The translator covers the full standard character set: all 26 letters A–Z, the digits 0–9, and 18 punctuation and symbol characters (period, comma, question mark, apostrophe, exclamation mark, slash, parentheses, ampersand, colon, semicolon, equals, plus, hyphen, underscore, quotation mark, dollar sign, and at sign). Letters within a word are separated by a single space, and words are separated by a slash ( / ), the common written convention for spacing.
Morse code is built from just two signal lengths. A dash is exactly three times as long as a dot, the gap between dots and dashes inside one letter equals one dot, the gap between letters equals three dots, and the gap between words equals seven dots. Those precise timing ratios — all defined in ITU-R M.1677-1 — are what the built-in audio player uses, so when you press play you hear a technically accurate 600 Hz tone at a steady ~15 words per minute.
The most famous Morse sequence is SOS: ...---... . It was chosen in 1906 not because the letters stand for anything (the popular "Save Our Souls" is a later backronym) but because ... --- ... is short, unmistakable, and symmetrical — impossible to confuse even in heavy interference. You can type SOS above to hear exactly why it cuts through noise.

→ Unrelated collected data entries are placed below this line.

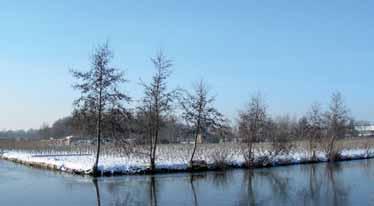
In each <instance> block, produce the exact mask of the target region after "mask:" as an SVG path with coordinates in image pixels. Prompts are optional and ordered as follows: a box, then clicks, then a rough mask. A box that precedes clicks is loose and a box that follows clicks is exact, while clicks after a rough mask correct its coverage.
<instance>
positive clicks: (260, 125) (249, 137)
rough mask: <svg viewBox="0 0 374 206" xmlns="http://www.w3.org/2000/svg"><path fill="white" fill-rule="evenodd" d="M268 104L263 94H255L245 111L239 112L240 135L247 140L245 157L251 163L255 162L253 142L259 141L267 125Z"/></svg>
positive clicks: (252, 96) (244, 155)
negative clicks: (265, 101)
mask: <svg viewBox="0 0 374 206" xmlns="http://www.w3.org/2000/svg"><path fill="white" fill-rule="evenodd" d="M266 119H267V113H266V105H265V103H264V101H263V98H262V96H261V94H257V95H253V96H252V97H251V99H250V101H249V103H248V105H247V108H245V110H244V111H242V112H240V113H239V135H240V136H241V138H243V139H244V140H245V141H246V143H247V144H246V150H245V151H246V152H244V154H243V155H244V158H245V160H246V162H247V164H249V165H248V166H250V164H252V162H253V158H254V157H253V143H254V142H256V141H258V140H259V138H260V135H261V133H262V132H264V129H265V127H266Z"/></svg>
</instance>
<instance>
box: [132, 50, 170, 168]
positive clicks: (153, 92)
mask: <svg viewBox="0 0 374 206" xmlns="http://www.w3.org/2000/svg"><path fill="white" fill-rule="evenodd" d="M151 61H152V63H153V66H154V68H155V70H156V72H155V74H154V75H153V77H152V81H151V82H150V83H149V84H146V83H142V85H143V87H144V98H143V99H142V105H141V106H140V107H139V109H140V110H141V113H142V118H143V121H144V123H145V127H146V136H147V139H148V140H149V158H150V164H151V171H154V170H155V159H156V150H157V144H158V141H159V133H160V129H161V126H162V121H163V119H164V118H165V116H166V115H167V114H168V113H169V112H170V111H171V103H172V101H173V96H174V94H175V92H174V91H168V88H167V79H168V78H169V76H170V74H171V71H170V68H171V67H172V61H171V60H169V59H168V58H167V57H166V56H165V55H164V54H163V53H162V52H159V53H158V54H157V55H156V57H155V58H151Z"/></svg>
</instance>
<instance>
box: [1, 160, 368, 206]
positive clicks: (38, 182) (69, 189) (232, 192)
mask: <svg viewBox="0 0 374 206" xmlns="http://www.w3.org/2000/svg"><path fill="white" fill-rule="evenodd" d="M0 205H16V206H22V205H28V206H29V205H33V206H44V205H55V206H68V205H69V206H70V205H79V206H85V205H166V206H168V205H173V206H174V205H225V206H227V205H340V206H341V205H373V206H374V159H370V160H356V161H349V162H339V163H334V164H327V163H319V164H305V165H295V166H285V167H274V168H263V169H255V170H244V169H236V170H228V171H224V172H202V173H193V174H190V173H177V174H160V175H153V176H150V175H143V176H142V175H136V176H118V177H103V178H97V179H93V178H90V177H81V176H75V175H70V174H65V173H58V172H51V171H46V170H41V169H33V168H29V167H26V166H23V165H19V164H15V163H11V162H7V161H2V160H0Z"/></svg>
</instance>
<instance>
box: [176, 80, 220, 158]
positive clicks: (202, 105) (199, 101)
mask: <svg viewBox="0 0 374 206" xmlns="http://www.w3.org/2000/svg"><path fill="white" fill-rule="evenodd" d="M214 101H215V98H214V97H210V96H209V90H208V88H207V86H206V84H205V83H204V81H203V80H201V81H199V83H198V84H197V85H196V86H195V88H194V93H193V94H191V93H189V92H187V91H185V97H183V99H182V101H180V102H181V106H182V110H183V111H182V117H183V119H184V120H185V121H186V122H187V123H188V124H190V125H192V126H193V128H194V136H195V138H194V139H195V143H194V147H193V150H192V154H191V158H190V164H191V165H192V163H193V158H194V156H195V152H196V147H197V139H198V137H199V135H202V133H203V132H204V131H205V130H207V129H209V128H219V127H222V125H223V122H224V119H223V115H222V114H221V113H219V112H218V110H217V109H216V108H215V107H214V106H213V103H214Z"/></svg>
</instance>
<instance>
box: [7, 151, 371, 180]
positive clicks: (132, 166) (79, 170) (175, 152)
mask: <svg viewBox="0 0 374 206" xmlns="http://www.w3.org/2000/svg"><path fill="white" fill-rule="evenodd" d="M218 150H221V149H218ZM186 152H187V153H186ZM212 152H214V151H205V150H202V151H200V152H199V154H198V155H197V157H196V159H198V160H205V161H206V162H207V163H208V166H209V167H213V165H214V162H215V160H214V158H212V155H211V154H212ZM339 154H340V157H341V158H342V159H360V158H373V157H374V149H344V150H342V151H341V152H340V153H339ZM0 156H1V157H2V158H5V159H10V160H13V161H18V162H22V163H28V164H30V163H31V164H43V165H49V166H53V167H54V168H55V169H57V170H60V171H67V172H78V173H82V174H88V173H90V170H91V168H92V166H93V163H94V160H95V158H94V155H92V154H90V155H79V154H71V153H68V152H66V153H59V154H55V155H53V154H49V155H40V154H33V153H31V152H27V151H15V150H8V151H4V152H3V154H2V155H1V154H0ZM310 156H311V155H310V154H309V153H308V152H306V151H300V150H299V151H297V150H295V151H291V152H289V153H283V154H282V153H281V154H278V155H274V154H272V153H271V152H269V151H266V150H256V151H255V154H254V157H255V162H256V161H260V159H261V158H267V159H268V160H270V164H271V165H281V164H298V163H304V162H309V161H310ZM316 159H317V160H318V161H327V155H326V153H324V152H321V151H317V152H316ZM226 163H227V164H228V165H231V166H241V165H243V164H244V158H243V155H242V154H241V153H240V152H239V151H237V150H232V149H231V150H228V151H227V155H226ZM156 168H157V169H160V170H163V169H164V170H180V171H183V170H186V169H188V150H185V151H180V150H178V151H177V149H176V148H174V149H173V148H172V149H170V148H169V149H168V150H165V151H163V153H160V154H159V155H158V157H157V160H156ZM98 169H99V170H100V171H101V172H102V173H110V174H115V173H119V174H135V173H141V172H145V171H147V170H148V169H149V161H148V158H147V156H146V155H134V154H130V155H127V156H115V155H103V156H101V157H100V159H99V165H98Z"/></svg>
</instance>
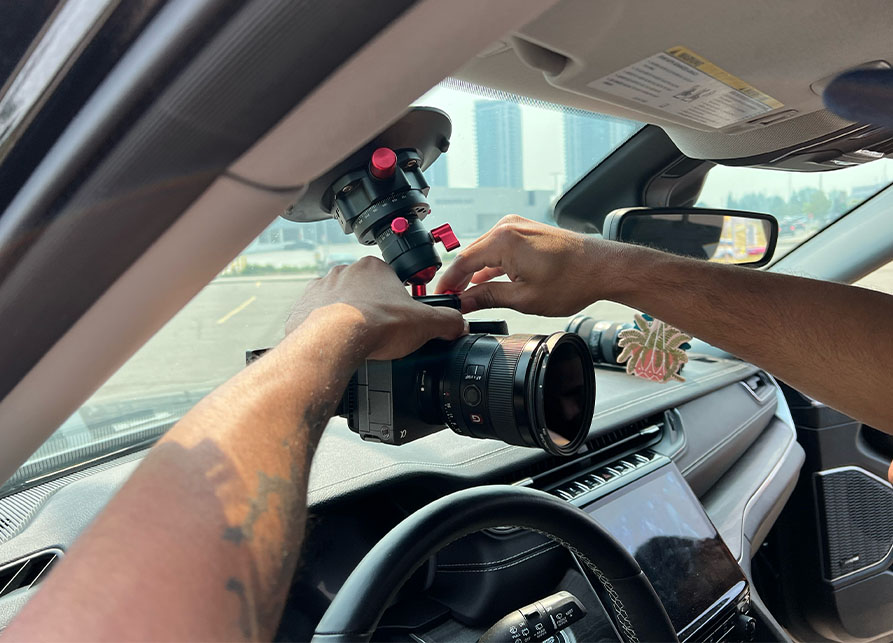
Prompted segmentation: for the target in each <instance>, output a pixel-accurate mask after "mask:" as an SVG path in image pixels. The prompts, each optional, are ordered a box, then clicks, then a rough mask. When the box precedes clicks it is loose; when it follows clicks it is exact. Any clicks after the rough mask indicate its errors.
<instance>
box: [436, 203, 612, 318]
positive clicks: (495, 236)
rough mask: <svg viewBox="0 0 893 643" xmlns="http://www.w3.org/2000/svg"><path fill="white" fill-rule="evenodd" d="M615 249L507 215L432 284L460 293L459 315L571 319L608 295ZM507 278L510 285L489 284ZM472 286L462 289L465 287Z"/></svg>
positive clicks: (595, 242)
mask: <svg viewBox="0 0 893 643" xmlns="http://www.w3.org/2000/svg"><path fill="white" fill-rule="evenodd" d="M621 251H622V249H621V248H619V247H618V244H615V243H612V242H610V241H604V240H602V239H598V238H596V237H591V236H586V235H582V234H577V233H574V232H569V231H567V230H561V229H559V228H555V227H553V226H549V225H545V224H543V223H536V222H533V221H528V220H527V219H522V218H521V217H519V216H515V215H509V216H507V217H505V218H503V219H502V220H501V221H500V222H499V223H498V224H496V226H495V227H494V228H493V229H492V230H490V231H489V232H487V233H486V234H485V235H484V236H482V237H481V238H480V239H478V240H477V241H475V242H474V243H472V244H471V245H469V246H468V247H467V248H466V249H465V250H464V252H462V254H461V255H459V256H458V257H457V258H456V260H455V261H454V262H453V265H452V266H450V268H449V269H448V270H447V271H446V272H445V273H444V275H443V277H441V279H440V281H439V282H438V284H437V292H441V293H442V292H447V291H455V292H462V291H464V292H462V294H461V298H462V310H463V312H472V311H475V310H480V309H483V308H502V307H506V308H514V309H515V310H518V311H520V312H522V313H532V314H536V315H546V316H550V317H558V316H565V315H572V314H574V313H576V312H578V311H580V310H581V309H583V308H585V307H586V306H588V305H589V304H591V303H592V302H593V301H595V300H597V299H602V298H608V297H610V296H611V293H612V292H613V291H614V286H615V285H616V281H617V279H616V277H614V276H612V273H613V272H614V271H613V270H612V267H613V265H614V263H615V262H614V258H615V257H616V255H618V254H619V253H620V252H621ZM502 275H507V276H508V278H509V279H510V280H511V281H510V282H505V281H491V280H492V279H495V278H496V277H501V276H502ZM469 282H470V283H473V284H477V285H475V286H472V287H471V288H469V289H468V290H465V288H466V287H467V286H468V284H469Z"/></svg>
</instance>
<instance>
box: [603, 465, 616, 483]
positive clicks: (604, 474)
mask: <svg viewBox="0 0 893 643" xmlns="http://www.w3.org/2000/svg"><path fill="white" fill-rule="evenodd" d="M618 475H619V474H618V473H617V472H616V471H614V470H613V469H611V468H609V467H605V468H603V469H599V470H598V476H599V477H600V478H602V479H603V480H605V481H606V482H607V481H610V480H613V479H614V478H616V477H617V476H618Z"/></svg>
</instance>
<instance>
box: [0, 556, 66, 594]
mask: <svg viewBox="0 0 893 643" xmlns="http://www.w3.org/2000/svg"><path fill="white" fill-rule="evenodd" d="M61 556H62V552H61V551H59V550H58V549H49V550H47V551H44V552H40V553H39V554H34V555H33V556H29V557H28V558H23V559H21V560H17V561H15V562H13V563H9V564H8V565H4V566H3V567H0V598H2V597H3V596H6V595H7V594H11V593H13V592H14V591H16V590H19V589H28V588H29V587H33V586H34V585H37V584H38V583H39V582H40V581H42V580H43V579H44V578H46V575H47V573H48V572H49V571H50V568H51V567H52V566H53V565H54V564H55V563H56V561H57V560H58V559H59V558H60V557H61Z"/></svg>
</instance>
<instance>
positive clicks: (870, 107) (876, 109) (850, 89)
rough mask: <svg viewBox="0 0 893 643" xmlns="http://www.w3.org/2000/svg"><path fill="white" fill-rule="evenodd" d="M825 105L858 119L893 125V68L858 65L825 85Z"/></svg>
mask: <svg viewBox="0 0 893 643" xmlns="http://www.w3.org/2000/svg"><path fill="white" fill-rule="evenodd" d="M823 98H824V100H825V105H826V106H827V107H828V109H830V110H831V111H832V112H834V113H835V114H837V115H838V116H842V117H843V118H846V119H848V120H851V121H854V122H857V123H867V124H870V125H880V126H883V127H887V128H893V69H889V68H888V69H856V70H853V71H848V72H846V73H844V74H841V75H840V76H838V77H837V78H835V79H834V80H832V81H831V82H830V83H829V84H828V86H827V87H826V88H825V91H824V94H823Z"/></svg>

Everything happens client-side: no text is uploaded, no account is required, and there are no usage limits. It works offline once the page has loaded, making it handy for learning Morse, decoding a message, prepping for an amateur radio (ham) exam, or just sending a secret note. Toggle the direction button to switch between encoding and decoding, copy the result with one click, or play it back as sound to train your ear.
Methodology & sources
The character table follows International Morse code as specified in ITU-R M.1677-1 (2009), covering the 26 Latin letters, digits 0–9, and 18 standard punctuation/symbol characters. The reverse (decoding) table is generated programmatically from the single forward table to guarantee the two directions never disagree. Timing for audio playback uses the ITU element ratios: a dash is three dots long, intra-letter gaps are one dot, inter-letter gaps three dots, and inter-word gaps seven dots, rendered as a 600 Hz sine tone at roughly 15 words per minute.
Frequently asked questions
- How are letters and words separated in the output?

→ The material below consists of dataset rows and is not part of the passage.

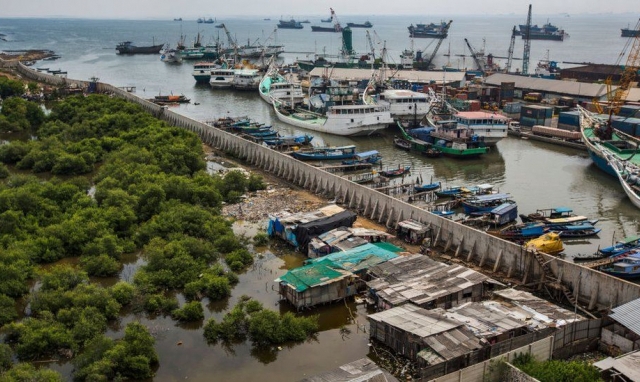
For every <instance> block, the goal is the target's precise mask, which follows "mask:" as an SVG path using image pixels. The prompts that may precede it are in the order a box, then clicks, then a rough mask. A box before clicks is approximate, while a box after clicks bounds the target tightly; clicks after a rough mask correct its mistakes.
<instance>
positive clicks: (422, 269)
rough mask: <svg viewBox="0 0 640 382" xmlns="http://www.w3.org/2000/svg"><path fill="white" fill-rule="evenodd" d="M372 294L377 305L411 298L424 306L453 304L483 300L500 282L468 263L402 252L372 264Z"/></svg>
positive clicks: (434, 305) (373, 302) (460, 303)
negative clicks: (403, 253)
mask: <svg viewBox="0 0 640 382" xmlns="http://www.w3.org/2000/svg"><path fill="white" fill-rule="evenodd" d="M368 277H369V279H370V281H367V287H368V288H369V298H371V299H372V302H373V303H374V304H375V305H376V306H377V308H378V309H382V310H384V309H390V308H393V307H396V306H400V305H403V304H405V303H408V302H411V303H413V304H415V305H418V306H419V307H422V308H425V309H434V308H445V309H448V308H451V307H454V306H458V305H460V304H463V303H465V302H469V301H481V300H483V299H484V297H485V296H486V295H488V293H489V292H490V291H492V290H493V288H494V286H495V285H496V284H497V285H502V284H500V283H499V282H497V281H495V280H493V279H491V278H489V277H487V276H485V275H483V274H482V273H479V272H476V271H474V270H472V269H469V268H467V267H465V266H462V265H458V264H452V265H448V264H445V263H441V262H438V261H435V260H432V259H430V258H429V257H427V256H423V255H409V256H400V257H396V258H394V259H391V260H389V261H387V262H386V263H382V264H379V265H376V266H374V267H371V268H370V269H369V275H368Z"/></svg>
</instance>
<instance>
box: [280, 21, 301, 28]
mask: <svg viewBox="0 0 640 382" xmlns="http://www.w3.org/2000/svg"><path fill="white" fill-rule="evenodd" d="M278 28H279V29H302V28H304V25H302V23H301V22H300V21H296V20H295V19H291V20H282V19H281V20H280V21H279V22H278Z"/></svg>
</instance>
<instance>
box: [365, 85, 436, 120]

- Individual dots and dashes within one letter are joined together, letters are separated by a single space, and words are separated by a slash surrounded by spaces ( / ). This matches the standard written convention and the ITU timing (three units between letters, seven between words).
- Which Morse code standard does this use?
- It uses International Morse code as defined in ITU-R M.1677-1, covering A–Z, 0–9 and standard punctuation including the @ symbol added in the 2009 revision. This is the same alphabet used in amateur radio and maritime communication worldwide.
- Is my text sent to a server?
- No. All translation and audio playback run entirely in your browser using JavaScript and the Web Audio API. Nothing is uploaded, no account is needed, and there are no usage limits — it even works offline once loaded.